Themi's entrepreneurs, like those of NEM, were brought into a ready-made project. SIDO and the USAID-sponsored AP/VDP conceived of the project to produce ox-drawn tool bars and ox-carts for the local market. They then advertised for entrepreneurs to manage the project. Out of a total of 62 groups, one partnership group of seven indigenous entrepreneurs was selected. In contrast to NEM, these entrepreneurs were then responsible for the procurement of machinery. installation and tooling. Funds for equipment were provided as a low-interest loan by USAID through AP/VDP and channelled through the RDD's office. The Tanzania Rural Development Bank (TRDB) provided a short-term loan to procure raw materials.

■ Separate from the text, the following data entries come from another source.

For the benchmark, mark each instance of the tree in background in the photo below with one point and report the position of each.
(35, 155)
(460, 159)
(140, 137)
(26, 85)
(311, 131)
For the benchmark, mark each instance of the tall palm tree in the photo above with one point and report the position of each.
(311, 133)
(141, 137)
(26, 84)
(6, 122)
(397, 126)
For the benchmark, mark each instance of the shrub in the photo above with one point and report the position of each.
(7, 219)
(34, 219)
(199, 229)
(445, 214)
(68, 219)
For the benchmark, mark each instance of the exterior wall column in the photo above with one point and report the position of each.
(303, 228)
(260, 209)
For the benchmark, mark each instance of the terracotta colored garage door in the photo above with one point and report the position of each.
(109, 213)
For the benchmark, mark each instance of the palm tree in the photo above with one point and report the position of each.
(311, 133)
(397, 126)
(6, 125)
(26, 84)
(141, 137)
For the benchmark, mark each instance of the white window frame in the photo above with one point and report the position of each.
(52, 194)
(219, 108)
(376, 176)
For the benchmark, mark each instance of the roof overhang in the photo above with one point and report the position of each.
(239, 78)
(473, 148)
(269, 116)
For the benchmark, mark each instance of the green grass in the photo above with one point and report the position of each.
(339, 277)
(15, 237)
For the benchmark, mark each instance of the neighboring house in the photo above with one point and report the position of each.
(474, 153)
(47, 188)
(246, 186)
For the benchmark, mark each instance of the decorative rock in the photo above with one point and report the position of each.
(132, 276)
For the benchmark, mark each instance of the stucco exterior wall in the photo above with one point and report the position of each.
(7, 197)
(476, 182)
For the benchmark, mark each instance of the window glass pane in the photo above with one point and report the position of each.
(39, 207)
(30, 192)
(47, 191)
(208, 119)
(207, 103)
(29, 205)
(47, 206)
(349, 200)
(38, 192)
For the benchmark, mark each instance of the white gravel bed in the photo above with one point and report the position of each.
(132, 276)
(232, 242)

The choice of technology and its supplier (in the UK) was made by the entrepreneurs themselves after receiving several quotations from various suppliers. They were also responsible for procuring the equipment and participated fully in the installation and commissioning of the plant. Some assistance was obtained from SIDO and AP/VDP technicians. This investment capability was possible because three of the entrepreneurs, though not very experienced, held a degree (BSc) in engineering. It was said that this direct participation facilitated the procurement of simple technology which is suited for most general engineering works. And, unlike most equipment procured by SIDO, this equipment was not mix-specified. Although the product had been chosen by SIDO and AP/VDP, which limited the type of technologies which could be used, Themi's entrepreneurs could still make their choice from various equipment suppliers offering significant sophistication' price and quality differences. It was therefore possible for them to negotiate for the best terms.

Afrocooling's investment capabilities

Unlike the entrepreneurs of NEM and Themi, who were assisted by the state (through SIDO) in performing certain early entrepreneurial functions, those in Afrocooling had to undergo the long and difficult but instructive process of feasibility studies, project identification and execution. The feasibility study and civil works were contracted to local firms. The entrepreneurs hired consultants from India to specify and supervise the construction of the factory and install and commission the plant. The entrepreneurs obtained quotations for the supply of equipment from the leading radiator equipment manufacturers in the world. Equipment from a variety of suppliers in the UK, the then West Germany and India was selected. The entrepreneurs participated fully in all these negotiations, showing a grasp of pre-investment tasks rare in Tanzania. The equipment selected is considered appropriate to the Tanzanian condition, given the firm's flexible, small-scale and labour-intensive operations.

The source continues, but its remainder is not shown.